Les larmes avaient cessé de couler, mais j'en ressentais encore l'envie, cependant, ce n'était plus pour les mêmes raisons. Je ne cessais de me repasser toutes mes conversations avec Cole, tout ce qui avait pu me sembler suspect mais que je n'avais donné plus d'importance que cela.
Lorsque nous avions parlé de ce qui était arrivé à Amara, une semaine plus tôt, il avait dit quelque chose qui sur le moment m'avait interpellé et désormais, elle prenait un tout autre sens. Il avait dit qu'il avait beau critiquer son père, lui-même n'avait pas voulu voir ce qui se déroulait sous son nez alors que son beau-père violait sa sœur. Ce qui signifiait qu'il se passait quelque chose de similaire au manoir et Mr Coleman ne le voyait pas, même si ça se passait tout juste devant ses yeux.

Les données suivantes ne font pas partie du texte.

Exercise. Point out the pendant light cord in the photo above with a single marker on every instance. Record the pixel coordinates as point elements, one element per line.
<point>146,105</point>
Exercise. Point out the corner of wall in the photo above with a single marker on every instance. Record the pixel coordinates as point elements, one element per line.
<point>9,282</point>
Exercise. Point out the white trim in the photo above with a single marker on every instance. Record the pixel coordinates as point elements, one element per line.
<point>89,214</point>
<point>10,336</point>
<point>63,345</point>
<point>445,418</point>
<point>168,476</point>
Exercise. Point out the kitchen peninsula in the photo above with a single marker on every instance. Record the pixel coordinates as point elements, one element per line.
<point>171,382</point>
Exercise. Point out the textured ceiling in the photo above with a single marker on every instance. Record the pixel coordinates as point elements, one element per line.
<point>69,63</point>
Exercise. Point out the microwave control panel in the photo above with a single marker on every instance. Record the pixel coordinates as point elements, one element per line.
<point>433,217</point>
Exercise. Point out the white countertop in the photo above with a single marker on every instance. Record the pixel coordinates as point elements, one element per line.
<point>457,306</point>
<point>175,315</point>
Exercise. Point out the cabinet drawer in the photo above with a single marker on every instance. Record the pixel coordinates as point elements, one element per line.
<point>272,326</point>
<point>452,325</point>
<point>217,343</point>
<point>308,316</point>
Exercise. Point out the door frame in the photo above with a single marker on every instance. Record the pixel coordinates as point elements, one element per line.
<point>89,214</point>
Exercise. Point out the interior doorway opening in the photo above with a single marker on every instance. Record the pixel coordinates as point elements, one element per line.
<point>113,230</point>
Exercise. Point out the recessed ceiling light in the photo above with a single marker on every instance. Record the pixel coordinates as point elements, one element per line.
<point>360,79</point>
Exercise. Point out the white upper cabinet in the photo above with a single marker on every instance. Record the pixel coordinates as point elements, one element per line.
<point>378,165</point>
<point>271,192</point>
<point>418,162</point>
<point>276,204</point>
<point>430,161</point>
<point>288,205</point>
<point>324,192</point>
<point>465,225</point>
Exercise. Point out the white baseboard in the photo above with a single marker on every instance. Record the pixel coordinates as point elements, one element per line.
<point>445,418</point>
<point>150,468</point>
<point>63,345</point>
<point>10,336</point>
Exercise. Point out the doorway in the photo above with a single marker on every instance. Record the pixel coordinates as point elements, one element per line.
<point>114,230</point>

C'était vraiment déroutant, car je ne savais strictement plus quoi penser d'absolument rien. Toutes mes pensées se bousculaient dans mon esprit à une vitesse folle et j'avais même du mal à les saisir.
Je ne cessais de me rappeler ce qui était arrivé la veille au motel. Ce qu'il avait dit aussi.
« Tu dois me prendre pour une pauvre chochotte » ; « j'aurais pu me défendre » ou encore la fois où il avait débarqué à la pool-house soi-disant « ivre » et qu'il m'avait supplié de le laisser entrer. Il était alors désespéré et disait ne pas vouloir rentrer, il s'agissait d'un week-end où son père était absent, tout comme les petits... Il n'y avait que Piper dans la maison, seule, avec lui.
Ce fut alors que ses mots me revinrent en mémoire, tout comme le ton brisé de sa voix, ainsi que son regard suppliant à cet instant-là, celui-là même qui m'avait fendu le cœur.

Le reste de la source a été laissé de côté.